Hello,
I have an oracle table from which rows are retrieved every 10 mins. Some other application puts rows into the same table. There is a timestamp field and I am planning to use that inorder to retrieve new rows. I am concerned about transactions. There might be a point where that application inserts a row when I try to retrieve and so, I will miss that row no matter I check the timestamp. Can somebody throw some light on this?
Also, when I retrieve rows and process, there might be a situation where the processing is faulty and therefore, that row has to be fetched again sometime.
I am thinking of using a new table. Please suggest some ideas regarding my design.
P.S
I am very interested in knowing such scenarios and I would like to know how to deal with such situations at enterprise level ( I wonder what would be the design in time critical applications where multiple applications put and retrieve rows on a single table using timestamps).Don't add a new table to your schema.
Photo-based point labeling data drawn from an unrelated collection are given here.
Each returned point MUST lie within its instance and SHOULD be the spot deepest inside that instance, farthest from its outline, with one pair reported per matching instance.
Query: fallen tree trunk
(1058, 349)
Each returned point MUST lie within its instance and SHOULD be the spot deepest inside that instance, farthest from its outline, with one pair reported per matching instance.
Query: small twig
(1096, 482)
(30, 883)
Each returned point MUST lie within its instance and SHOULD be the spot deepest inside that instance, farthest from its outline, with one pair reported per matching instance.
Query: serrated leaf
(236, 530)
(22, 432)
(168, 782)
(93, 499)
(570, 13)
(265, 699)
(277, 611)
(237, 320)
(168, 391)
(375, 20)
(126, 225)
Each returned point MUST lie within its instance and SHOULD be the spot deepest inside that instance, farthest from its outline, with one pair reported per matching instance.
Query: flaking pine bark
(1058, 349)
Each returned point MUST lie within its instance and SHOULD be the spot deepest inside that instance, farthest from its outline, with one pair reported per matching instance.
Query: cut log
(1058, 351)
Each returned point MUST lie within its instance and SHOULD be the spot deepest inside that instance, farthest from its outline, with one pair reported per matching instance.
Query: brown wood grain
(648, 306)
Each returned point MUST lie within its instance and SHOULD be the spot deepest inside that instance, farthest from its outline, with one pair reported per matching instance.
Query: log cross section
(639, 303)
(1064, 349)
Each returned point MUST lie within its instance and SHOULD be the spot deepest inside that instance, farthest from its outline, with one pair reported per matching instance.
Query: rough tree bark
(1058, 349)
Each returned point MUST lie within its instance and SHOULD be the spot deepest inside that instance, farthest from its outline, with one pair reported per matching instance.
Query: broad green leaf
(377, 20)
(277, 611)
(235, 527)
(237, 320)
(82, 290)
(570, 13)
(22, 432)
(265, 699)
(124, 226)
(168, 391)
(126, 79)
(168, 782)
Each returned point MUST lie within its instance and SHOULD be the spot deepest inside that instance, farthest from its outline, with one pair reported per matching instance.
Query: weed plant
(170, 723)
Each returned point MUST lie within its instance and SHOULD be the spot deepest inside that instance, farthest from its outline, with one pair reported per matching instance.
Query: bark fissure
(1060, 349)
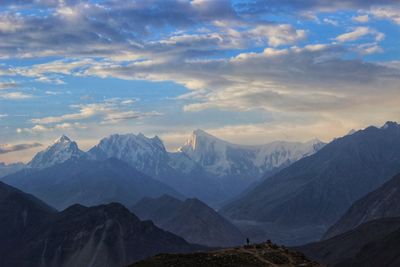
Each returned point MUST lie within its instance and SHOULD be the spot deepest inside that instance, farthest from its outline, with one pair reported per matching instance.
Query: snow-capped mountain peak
(199, 140)
(223, 158)
(145, 154)
(390, 124)
(62, 139)
(60, 151)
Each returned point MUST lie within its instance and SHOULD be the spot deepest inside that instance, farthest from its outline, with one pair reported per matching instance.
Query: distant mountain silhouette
(383, 202)
(315, 191)
(33, 234)
(372, 244)
(88, 182)
(190, 219)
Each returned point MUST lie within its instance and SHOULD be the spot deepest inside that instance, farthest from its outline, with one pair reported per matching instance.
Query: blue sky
(247, 71)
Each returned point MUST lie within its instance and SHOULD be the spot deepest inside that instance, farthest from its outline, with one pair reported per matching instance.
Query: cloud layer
(300, 64)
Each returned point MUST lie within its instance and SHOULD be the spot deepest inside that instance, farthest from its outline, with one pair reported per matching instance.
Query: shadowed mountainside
(381, 203)
(372, 244)
(261, 255)
(33, 234)
(190, 219)
(315, 191)
(89, 183)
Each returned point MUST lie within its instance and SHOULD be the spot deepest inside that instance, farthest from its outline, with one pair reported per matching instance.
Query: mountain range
(34, 234)
(60, 151)
(307, 197)
(206, 168)
(191, 219)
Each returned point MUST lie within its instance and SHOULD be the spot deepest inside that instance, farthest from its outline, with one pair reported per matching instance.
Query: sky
(250, 72)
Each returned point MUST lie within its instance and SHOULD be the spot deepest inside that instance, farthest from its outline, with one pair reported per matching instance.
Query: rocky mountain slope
(88, 182)
(372, 244)
(190, 219)
(261, 255)
(33, 234)
(315, 191)
(383, 202)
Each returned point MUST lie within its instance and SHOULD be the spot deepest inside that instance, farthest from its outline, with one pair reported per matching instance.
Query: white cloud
(391, 13)
(15, 96)
(331, 21)
(277, 35)
(359, 32)
(109, 111)
(361, 18)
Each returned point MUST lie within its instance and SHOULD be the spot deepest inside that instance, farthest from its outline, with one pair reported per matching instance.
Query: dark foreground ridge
(265, 254)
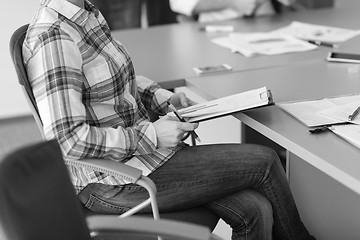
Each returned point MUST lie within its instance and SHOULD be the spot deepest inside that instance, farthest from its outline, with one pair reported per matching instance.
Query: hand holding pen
(181, 119)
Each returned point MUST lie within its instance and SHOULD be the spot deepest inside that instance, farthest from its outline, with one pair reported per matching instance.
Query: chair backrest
(16, 43)
(37, 199)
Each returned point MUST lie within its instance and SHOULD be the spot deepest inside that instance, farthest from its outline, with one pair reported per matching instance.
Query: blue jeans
(243, 184)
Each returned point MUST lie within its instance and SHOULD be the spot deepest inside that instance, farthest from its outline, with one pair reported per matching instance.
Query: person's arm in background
(195, 7)
(191, 7)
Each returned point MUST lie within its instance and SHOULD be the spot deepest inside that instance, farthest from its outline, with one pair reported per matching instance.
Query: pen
(319, 129)
(320, 43)
(177, 114)
(354, 114)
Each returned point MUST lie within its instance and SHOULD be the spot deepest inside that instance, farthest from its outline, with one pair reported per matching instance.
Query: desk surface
(316, 79)
(167, 54)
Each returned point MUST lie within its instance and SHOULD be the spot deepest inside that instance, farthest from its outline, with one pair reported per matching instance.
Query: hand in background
(179, 100)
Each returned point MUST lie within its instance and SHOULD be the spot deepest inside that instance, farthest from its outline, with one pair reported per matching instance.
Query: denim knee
(249, 214)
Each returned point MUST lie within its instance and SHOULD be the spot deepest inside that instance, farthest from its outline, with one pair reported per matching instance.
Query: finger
(191, 102)
(183, 99)
(186, 127)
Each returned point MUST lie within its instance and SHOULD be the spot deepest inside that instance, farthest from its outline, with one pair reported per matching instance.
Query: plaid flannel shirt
(87, 93)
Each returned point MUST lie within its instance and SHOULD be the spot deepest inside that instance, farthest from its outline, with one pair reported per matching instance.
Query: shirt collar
(72, 12)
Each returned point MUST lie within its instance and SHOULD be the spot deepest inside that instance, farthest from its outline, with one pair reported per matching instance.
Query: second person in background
(217, 10)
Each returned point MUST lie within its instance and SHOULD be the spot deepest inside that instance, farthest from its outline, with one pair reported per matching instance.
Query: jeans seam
(237, 214)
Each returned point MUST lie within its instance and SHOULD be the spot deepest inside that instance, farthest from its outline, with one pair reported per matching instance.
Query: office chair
(38, 201)
(199, 215)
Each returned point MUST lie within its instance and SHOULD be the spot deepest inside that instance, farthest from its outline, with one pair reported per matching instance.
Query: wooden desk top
(316, 79)
(167, 54)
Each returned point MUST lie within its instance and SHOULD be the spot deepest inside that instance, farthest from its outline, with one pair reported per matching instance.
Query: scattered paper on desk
(250, 44)
(227, 105)
(307, 112)
(342, 111)
(325, 111)
(317, 32)
(348, 132)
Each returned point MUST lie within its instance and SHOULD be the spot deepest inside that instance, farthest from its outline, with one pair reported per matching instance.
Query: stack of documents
(227, 105)
(332, 112)
(315, 32)
(327, 111)
(251, 44)
(296, 37)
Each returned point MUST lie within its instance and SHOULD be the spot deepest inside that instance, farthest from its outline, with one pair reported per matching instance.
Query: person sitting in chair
(91, 101)
(218, 10)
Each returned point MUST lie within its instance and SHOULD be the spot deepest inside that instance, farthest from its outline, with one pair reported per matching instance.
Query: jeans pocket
(98, 205)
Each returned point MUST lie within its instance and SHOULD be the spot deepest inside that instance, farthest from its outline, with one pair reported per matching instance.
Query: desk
(318, 163)
(167, 54)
It will only make things more complicated then they should be.
I suggest the following :
1. Add a column to your table, say : process_timestamp date not null default to_date('01.01.1901','DD.MM.YYYY'). In fact, you can assign any default value you want, but don't use NULL.
2. Your program that retrieves the rows should only read those having process_timestamp = to_date('01.01.1901','DD.MM.YYYY')
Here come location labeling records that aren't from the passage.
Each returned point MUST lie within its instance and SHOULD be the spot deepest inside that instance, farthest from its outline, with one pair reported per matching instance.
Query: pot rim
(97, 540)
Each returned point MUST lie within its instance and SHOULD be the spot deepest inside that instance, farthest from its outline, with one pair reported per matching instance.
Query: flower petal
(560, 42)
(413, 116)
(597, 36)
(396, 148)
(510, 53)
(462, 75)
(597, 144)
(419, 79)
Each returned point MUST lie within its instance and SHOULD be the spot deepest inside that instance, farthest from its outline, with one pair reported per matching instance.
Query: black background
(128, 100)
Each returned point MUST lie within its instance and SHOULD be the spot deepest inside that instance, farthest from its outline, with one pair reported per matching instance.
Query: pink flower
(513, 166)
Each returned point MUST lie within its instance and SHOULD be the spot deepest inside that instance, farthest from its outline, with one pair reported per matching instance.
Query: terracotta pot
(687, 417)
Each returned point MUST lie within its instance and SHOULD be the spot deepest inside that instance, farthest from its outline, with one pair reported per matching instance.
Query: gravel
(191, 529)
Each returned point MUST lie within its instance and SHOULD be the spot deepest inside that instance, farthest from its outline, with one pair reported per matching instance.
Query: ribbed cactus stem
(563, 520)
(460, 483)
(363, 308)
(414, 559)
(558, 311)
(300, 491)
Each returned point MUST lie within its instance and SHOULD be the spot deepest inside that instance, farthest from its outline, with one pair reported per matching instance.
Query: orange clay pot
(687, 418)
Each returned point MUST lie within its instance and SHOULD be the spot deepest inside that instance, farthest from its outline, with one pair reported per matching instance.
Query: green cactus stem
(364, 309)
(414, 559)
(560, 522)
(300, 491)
3. If the execution succeeds, update process_timestamp to sysdate. If the execution fails, leave it unchanged.
Doing so,
1. You don't have to change anything to the programs that are inserting rows into your table. The default value (to column process_timestamp) will be assigned automatically.
2. You don't have to worry about rows that are inserted while you are processing. You will pick them up later on.
3. On failure, you will be able to reprocess the rows as many times as necessary.|||Many thanks for the reply!